Myanmar admits existence of mass grave of Rohingya for the first time as its army says security forces took part in massacre of 10 Rohinyga in village in Rakhine state https://t.co/o7ZswDIzjc pic.twitter.com/7YDO2NRx6F — TRT World (@trtworld) January 10, 2018

 (Video Twitter/TRT World)

The military announced on Dec 18 that a mass grave containing 10 bodies had been found at the coastal village of Inn Din, about 50km north of the state capital Sittwe. The army appointed a senior officer to investigate.

The military said on Wednesday its investigation had found that members of the security forces had killed the 10 and that action would be taken against them.

Security forces had been conducting a "clearance operation" in the area on Sept 1 when "200 Bengali terrorists attacked using sticks and swords", the military said in a statement posted on the Facebook page of its commander-in-chief, Senior General Min Aung Hlaing.

The military refers to members of the Rohingya Muslim minority as "Bengalis", a term the Rohingya reject as implying they are illegal migrants from Bangladesh.

A burnt house is seen in a village in Maungdaw in the north of Rakhine state in Myanmar, Sept 12, 2017. (Reuters file photo)

Ten of the attackers were captured after the security forces drove the rest off by firing into the air, according to the statement on Facebook, which the military often uses to make announcements.

The captives should have been handed over to the police, in line with procedure, but the militants were attacking "continuously" and had destroyed two military vehicles with explosives, it said.

"It was found that there were no conditions to transfer the 10 Bengali terrorists to the police station and so it was decided to kill them," the military said, referring to the findings of the investigating team.

Gultaz Begum, who said she fled from Myanmar with her seven children after she was shot in the eye, her husband killed and village burnt, rests at the ward for Rohingya refugees in Sadar hospital in Cox's Bazar, Bangladesh Sept 28, 2017. (Reuters file photo)

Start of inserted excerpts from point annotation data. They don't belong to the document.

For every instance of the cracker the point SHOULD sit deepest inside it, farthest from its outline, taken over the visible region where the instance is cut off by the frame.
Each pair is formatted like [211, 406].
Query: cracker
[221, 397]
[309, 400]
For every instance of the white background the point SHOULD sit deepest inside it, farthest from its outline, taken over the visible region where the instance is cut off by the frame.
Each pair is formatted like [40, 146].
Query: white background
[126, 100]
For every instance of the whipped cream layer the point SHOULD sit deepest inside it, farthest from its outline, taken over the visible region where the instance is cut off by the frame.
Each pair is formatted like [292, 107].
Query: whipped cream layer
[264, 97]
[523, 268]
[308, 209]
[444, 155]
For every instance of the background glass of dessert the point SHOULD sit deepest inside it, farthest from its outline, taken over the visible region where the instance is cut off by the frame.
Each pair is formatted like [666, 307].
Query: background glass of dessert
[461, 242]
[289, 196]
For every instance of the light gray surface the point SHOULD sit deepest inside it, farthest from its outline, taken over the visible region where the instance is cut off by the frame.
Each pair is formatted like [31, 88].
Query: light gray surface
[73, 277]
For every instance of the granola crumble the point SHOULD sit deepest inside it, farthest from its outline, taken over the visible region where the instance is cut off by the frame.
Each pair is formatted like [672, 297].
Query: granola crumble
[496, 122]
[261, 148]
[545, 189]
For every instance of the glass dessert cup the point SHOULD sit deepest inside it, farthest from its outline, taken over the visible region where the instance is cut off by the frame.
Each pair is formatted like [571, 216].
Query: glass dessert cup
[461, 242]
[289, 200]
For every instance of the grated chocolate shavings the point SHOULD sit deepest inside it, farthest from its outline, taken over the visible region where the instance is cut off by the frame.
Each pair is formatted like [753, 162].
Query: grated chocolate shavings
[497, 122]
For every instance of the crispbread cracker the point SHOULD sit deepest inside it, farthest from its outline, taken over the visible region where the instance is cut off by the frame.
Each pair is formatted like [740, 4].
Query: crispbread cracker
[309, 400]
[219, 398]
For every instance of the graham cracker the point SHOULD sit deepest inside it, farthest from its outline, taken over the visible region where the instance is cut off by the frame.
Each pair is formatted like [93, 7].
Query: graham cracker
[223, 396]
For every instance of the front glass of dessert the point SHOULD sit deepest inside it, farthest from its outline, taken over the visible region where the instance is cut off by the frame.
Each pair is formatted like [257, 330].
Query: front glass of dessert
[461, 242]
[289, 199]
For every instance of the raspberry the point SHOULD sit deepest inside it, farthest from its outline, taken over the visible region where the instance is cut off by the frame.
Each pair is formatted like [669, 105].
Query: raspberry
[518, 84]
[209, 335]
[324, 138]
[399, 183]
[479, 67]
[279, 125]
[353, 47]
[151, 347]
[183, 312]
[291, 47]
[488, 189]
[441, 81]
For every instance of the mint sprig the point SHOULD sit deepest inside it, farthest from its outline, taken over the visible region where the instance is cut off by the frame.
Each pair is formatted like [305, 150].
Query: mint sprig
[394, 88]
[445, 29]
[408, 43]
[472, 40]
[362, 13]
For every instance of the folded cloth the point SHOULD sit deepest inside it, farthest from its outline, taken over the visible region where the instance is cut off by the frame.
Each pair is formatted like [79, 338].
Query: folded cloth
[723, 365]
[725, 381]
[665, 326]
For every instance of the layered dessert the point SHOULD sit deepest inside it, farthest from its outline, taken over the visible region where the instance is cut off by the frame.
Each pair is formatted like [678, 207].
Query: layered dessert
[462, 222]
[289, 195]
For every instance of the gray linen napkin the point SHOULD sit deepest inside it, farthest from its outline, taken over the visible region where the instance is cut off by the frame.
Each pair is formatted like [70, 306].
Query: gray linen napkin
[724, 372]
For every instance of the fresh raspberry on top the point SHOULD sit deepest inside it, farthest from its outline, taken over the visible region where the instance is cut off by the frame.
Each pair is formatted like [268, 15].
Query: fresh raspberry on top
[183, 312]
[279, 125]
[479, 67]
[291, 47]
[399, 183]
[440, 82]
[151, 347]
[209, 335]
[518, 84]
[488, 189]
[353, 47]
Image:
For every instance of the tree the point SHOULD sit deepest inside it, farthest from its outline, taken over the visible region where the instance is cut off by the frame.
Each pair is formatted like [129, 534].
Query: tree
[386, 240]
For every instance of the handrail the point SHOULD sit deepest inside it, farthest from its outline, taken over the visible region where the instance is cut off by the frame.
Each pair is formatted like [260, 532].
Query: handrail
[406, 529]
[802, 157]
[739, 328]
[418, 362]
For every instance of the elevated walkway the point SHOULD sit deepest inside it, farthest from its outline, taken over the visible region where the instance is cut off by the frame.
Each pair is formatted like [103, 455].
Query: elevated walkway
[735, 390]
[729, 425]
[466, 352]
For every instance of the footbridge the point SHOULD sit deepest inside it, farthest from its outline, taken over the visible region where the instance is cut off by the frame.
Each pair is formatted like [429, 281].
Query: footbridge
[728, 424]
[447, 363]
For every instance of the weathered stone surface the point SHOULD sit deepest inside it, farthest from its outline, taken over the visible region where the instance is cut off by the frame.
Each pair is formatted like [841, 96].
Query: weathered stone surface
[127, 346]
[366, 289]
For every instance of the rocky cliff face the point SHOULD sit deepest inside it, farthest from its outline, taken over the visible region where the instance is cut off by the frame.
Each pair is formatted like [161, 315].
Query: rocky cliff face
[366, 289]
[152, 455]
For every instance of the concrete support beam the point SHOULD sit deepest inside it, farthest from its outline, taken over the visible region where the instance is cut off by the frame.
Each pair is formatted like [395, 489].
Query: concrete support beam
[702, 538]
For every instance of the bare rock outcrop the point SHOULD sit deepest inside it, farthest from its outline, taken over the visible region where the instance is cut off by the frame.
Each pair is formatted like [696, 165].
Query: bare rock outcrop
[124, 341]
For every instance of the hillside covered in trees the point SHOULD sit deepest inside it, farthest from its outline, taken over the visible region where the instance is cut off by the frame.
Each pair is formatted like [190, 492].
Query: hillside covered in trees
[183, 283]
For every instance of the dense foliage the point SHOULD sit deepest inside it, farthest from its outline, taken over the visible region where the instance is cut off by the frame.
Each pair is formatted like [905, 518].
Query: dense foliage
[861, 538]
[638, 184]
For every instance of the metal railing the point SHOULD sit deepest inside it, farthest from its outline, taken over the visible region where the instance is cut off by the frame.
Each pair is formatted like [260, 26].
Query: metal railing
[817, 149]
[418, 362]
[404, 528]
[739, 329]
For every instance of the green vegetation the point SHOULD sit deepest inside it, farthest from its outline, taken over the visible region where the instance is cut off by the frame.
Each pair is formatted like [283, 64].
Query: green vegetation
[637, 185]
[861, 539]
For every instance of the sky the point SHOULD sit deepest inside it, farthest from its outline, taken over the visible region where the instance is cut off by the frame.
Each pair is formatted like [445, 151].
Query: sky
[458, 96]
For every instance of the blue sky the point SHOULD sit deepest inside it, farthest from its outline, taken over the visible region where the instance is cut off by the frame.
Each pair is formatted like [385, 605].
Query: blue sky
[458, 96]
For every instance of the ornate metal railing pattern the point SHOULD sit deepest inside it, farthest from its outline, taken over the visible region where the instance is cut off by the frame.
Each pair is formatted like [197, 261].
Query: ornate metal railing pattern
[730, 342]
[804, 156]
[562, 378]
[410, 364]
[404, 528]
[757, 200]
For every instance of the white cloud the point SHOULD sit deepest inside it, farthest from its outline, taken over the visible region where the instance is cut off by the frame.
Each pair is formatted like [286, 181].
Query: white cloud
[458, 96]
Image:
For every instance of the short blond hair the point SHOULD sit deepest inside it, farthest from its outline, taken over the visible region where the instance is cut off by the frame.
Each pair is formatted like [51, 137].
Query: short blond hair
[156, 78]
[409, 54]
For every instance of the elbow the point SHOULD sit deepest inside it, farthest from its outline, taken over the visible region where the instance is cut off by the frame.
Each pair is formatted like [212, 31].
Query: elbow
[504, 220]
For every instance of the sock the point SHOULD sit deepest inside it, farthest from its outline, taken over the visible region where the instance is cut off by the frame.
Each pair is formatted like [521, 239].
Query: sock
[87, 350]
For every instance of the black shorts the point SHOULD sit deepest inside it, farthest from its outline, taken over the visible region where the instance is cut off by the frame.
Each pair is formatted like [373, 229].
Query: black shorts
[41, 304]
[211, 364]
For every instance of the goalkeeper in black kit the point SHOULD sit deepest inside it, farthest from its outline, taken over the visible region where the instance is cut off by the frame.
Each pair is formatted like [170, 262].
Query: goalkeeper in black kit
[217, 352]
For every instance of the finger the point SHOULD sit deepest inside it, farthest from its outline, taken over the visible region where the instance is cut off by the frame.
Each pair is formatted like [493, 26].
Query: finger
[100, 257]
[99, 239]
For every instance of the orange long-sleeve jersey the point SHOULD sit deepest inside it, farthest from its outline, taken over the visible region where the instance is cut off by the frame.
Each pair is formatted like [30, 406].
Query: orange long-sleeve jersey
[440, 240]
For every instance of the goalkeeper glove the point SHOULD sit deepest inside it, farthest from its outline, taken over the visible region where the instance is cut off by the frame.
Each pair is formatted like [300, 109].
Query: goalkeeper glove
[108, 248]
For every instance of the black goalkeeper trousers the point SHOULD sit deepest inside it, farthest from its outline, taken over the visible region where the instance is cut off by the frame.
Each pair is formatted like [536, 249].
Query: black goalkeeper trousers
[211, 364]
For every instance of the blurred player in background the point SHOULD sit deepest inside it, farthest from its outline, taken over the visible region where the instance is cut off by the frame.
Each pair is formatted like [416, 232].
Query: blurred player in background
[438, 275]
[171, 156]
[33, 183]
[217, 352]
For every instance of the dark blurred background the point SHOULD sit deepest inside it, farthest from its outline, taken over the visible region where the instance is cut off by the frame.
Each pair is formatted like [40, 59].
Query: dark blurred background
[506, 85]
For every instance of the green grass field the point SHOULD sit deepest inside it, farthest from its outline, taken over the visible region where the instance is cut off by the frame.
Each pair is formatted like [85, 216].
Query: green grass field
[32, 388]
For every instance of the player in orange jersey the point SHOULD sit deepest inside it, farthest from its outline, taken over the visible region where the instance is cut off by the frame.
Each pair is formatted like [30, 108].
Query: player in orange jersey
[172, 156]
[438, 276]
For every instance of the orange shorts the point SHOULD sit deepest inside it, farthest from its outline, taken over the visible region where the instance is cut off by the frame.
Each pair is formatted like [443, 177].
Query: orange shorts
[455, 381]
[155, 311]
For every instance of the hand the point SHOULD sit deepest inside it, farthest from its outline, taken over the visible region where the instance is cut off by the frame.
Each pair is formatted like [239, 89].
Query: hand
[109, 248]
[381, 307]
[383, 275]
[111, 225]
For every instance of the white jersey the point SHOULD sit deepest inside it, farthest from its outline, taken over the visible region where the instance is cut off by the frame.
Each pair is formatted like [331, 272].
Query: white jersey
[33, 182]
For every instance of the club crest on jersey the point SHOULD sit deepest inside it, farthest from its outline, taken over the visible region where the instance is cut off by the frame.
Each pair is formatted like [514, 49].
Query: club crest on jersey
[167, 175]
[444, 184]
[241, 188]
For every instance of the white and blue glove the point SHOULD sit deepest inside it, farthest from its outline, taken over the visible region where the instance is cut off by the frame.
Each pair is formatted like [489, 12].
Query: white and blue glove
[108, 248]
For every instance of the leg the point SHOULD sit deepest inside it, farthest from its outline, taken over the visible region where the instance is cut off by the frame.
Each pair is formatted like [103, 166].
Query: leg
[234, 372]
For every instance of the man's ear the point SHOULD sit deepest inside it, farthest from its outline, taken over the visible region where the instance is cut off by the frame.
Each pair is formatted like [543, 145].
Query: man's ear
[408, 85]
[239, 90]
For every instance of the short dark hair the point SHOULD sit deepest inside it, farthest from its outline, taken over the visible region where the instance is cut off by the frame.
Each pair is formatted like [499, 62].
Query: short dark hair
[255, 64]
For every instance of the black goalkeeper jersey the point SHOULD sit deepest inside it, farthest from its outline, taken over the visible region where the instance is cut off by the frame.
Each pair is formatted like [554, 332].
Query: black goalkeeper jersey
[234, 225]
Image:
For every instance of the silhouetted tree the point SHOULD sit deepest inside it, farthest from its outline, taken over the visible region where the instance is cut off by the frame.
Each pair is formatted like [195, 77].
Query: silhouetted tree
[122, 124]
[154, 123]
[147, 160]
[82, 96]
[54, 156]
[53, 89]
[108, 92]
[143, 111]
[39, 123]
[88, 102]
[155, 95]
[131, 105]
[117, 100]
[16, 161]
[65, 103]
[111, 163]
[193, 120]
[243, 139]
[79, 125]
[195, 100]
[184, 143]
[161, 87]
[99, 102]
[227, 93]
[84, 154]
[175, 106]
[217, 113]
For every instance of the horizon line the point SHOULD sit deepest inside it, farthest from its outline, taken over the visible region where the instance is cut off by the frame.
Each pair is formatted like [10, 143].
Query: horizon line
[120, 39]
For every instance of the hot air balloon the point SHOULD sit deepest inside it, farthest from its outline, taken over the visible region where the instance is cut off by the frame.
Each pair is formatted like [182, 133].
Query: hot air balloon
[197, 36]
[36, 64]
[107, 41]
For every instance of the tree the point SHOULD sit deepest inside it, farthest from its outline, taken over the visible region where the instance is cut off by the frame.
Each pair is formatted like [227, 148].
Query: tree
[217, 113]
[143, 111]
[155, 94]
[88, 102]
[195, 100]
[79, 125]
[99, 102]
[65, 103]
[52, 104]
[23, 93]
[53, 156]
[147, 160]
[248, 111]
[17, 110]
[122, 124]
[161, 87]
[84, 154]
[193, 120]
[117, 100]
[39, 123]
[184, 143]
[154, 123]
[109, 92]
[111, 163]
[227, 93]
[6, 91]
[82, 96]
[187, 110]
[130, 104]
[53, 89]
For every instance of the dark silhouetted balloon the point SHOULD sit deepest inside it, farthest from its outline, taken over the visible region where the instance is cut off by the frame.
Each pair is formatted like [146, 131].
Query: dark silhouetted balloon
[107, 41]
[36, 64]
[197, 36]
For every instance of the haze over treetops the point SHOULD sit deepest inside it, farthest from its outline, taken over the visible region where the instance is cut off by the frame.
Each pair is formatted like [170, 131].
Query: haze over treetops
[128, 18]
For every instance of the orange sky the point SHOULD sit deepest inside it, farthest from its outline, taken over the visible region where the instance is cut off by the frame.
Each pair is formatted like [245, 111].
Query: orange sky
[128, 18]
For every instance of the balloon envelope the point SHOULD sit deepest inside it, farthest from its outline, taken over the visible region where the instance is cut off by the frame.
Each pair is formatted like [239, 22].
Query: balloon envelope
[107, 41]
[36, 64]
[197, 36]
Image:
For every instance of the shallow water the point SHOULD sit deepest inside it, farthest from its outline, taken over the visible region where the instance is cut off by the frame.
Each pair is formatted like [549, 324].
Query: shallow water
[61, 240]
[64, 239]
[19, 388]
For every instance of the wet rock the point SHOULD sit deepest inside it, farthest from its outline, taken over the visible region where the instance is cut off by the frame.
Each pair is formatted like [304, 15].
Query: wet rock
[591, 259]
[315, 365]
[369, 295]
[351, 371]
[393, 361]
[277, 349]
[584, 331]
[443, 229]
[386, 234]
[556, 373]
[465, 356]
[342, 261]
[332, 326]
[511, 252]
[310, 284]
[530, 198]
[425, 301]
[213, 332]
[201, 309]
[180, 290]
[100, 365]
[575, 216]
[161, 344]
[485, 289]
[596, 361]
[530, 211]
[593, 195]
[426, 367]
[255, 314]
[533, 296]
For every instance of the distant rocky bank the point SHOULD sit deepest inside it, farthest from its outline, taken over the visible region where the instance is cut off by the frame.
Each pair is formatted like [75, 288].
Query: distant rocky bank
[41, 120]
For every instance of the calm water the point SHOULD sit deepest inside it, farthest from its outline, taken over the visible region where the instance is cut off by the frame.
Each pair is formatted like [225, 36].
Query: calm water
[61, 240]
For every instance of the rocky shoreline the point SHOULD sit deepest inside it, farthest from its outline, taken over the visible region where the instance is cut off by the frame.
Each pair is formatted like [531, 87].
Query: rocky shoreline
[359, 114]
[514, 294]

Angry ethnic Rakhine Buddhist villagers, who had lost relatives in militant attacks, wanted to kill the captives, and stabbed them after forcing them into a grave on the outskirts of the village. Then members of the security forces shot them dead, the military said.

"Action will be taken against the villagers ... and the security force members who violated the rules of engagement according to the law," the statement said.

Action would also be taken against those who had failed to report the incident to their seniors, and those responsible for supervising the operation, it added.

The military investigation was led by Lieutenant General Aye Win. The same officer had been in charge of a wider probe into the conduct of troops in the conflict that concluded in a report in November that no atrocities had taken place.

The rights group Amnesty International said the statement from the military was "a sharp departure from the army’s policy of blanket denial of any wrongdoing".

"However, it is only the tip of the iceberg and warrants serious independent investigation into what other atrocities were committed amid the ethnic cleansing campaign that has forced out more than 655,000 Rohingya," the rights group said in a statement.